Beacon Street is also foraying into network TV series, with Feltenstein and Nau composing the theme and score for Driving School, an NBC series set for a summer run, with director Phil Traill of Paranoid Projects. The show is being produced by Reveille Productions (The Office). Feltenstein and Nau are additionally doing the theme and underscore for Schooled, an ABC summer series (three hourlong episodes) inspired by the special of the same name out of DDB Chicago for client OfficeMax (SHOOT, 9/22/06), which premiered on ABC Family Channel in August ’06. The new series is from the Chicago firm Escape Pod.
And Beacon Street is producing an album for the band MOB (Message of the Blues), the centerpiece of which is the single titled “L.A.” Portions of that song constitute the global music theme for the BP campaign, done by Beacon Street. which retained the rights to “L.A.” and is currently in discussions with three different labels about the CD album deal.
JibJab A new media collaborative tradition that started in ’04 continues with What We Call The News, the latest JibJab Media animated spoof, which again features an original song from Wojahn Bros. Music, Santa Monica. Brooklyn online animation studio JibJab became best known for the ’04 election parodies This Land and Good to Be In D.C., which became part of pop culture after generating some 80 million hits on the Internet.

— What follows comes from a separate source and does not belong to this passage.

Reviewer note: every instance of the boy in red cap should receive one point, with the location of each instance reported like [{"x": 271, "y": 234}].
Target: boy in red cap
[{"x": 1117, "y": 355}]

In late ’04, Wojahn and JibJab began teaming on shorts, the first being the animated holiday cartoon Santa Clause, which premiered on Yahoo! Entertainment.
Subsequent collaborations included the ’05 Sundance Film Festival opening trailers, then Roll Out the Barrel and Twisted Sister for Budweiser, Big Box Mart and 2-0-5.
Most of the projects that Wojahn Bros. have done with JibJab have been similar in terms of the working process. JibJab comes to Wojahn with a script of parody lyrics to an existing song. They then team and figure out what type of instrumentation will work the best with the piece. They then record the music, the vocals, the voiceover and sometimes the sound design. Wojahn also does the final mix.
The relationship was cemented by brotherhood–two pairs of brothers, Roger and Scott Wojahn, and Jib Jab’s cofounders Gregg and Evan Spiridellis–and the whacky sense of irreverent humor they share.
What We Call The News–driven by a variation of Battle Hymn of the Republic–is a sendup of journalism today, or the lack thereof, where serious stories never see the light of day as news anchors and reporters instead give us a steady diet of Britney Spears and Anna Nicole Smith.
Rock on
Longstanding New York-based Crushing Music has teamed with industry vet Tom Mooney–who recently launched Mooney Marketing, New York–to form a division specializing in offering independent rock bands and performers to the ad agency community not only for spots but also emerging forms of entertainment content.
Mooney and Crushing Music president Joey Levine went to last month’s South By Southwest (SXSW) Festival in Austin, Texas, to scout prospective talent.
They already have a roster of independent bands and are seeking out music acts and performers on both coasts, in the Midwest and in London. Among the bands already in place are Salt & Samovar and The X’s as well as singer/writer Luke Schurman. Levine believes their talent will translate well into the ad discipline in terms of licensing their material for spots and branded content as well as for the writing of original compositions and songs.